グランド・ラピッズ(Grand Rapids, MI)を訪れました。名前は知っていたものの、アナーバーと大差ない田舎町だと思い込んでいたので、ダウンタウンにそびえる高層ビルを見て若干ショック(笑)。人口は20万人弱ですが、ここがデトロイト(人口約90万人)に次ぐミシガン州第二の都市です。

グランド・ラピッズはアメリカ合衆国第38代大統領であるフォード(Gerald R. Ford)が育った町でもあり、市内に彼の生い立ちや業績を紹介するPresidential Museumがあります。入ってみたら、これが意外とおもしろい。

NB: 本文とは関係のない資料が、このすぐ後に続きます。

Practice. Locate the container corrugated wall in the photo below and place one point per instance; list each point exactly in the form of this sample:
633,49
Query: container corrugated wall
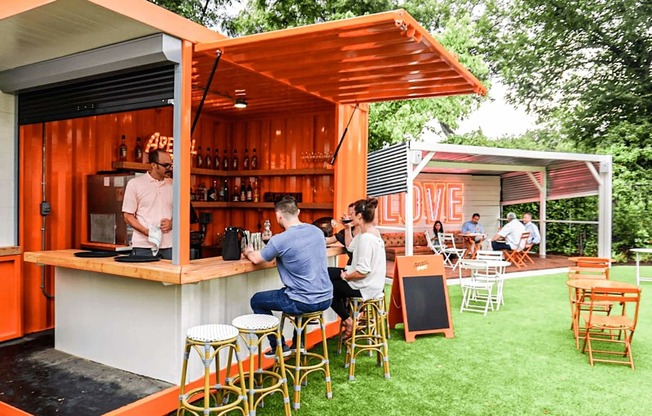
387,171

正直言ってフォード大統領といえば、ウォーター・ゲート事件でニクソンが失脚してからカーターまでのつなぎを務めた人…程度の認識しかなかったのですが、展示された数々の資料がなかなか巧みに彼の人となりやその時代を綴っており、素人の私でも容易に当時の様子を思い浮かべることができました。働いて学資を得つつフットボール選手として名を馳せた学生時代の彼はなかなか男前。美人で朗らかな奥さんと子供4人に囲まれた私生活は、一時期幸せなアメリカの家族のシンボル的存在だったようです。大統領となってからは、政権の信頼回復に努める一方、ニクソンに恩赦を与え、世論に大きな波紋を投げかけます。この恩赦に対して政界の各方面からフォードに寄せられた手紙が展示されていましたが、中には極めて率直にこの措置を非難し失望を表明するものもあり、社会が受けた衝撃と政権が被った悪評の程がうかがえました。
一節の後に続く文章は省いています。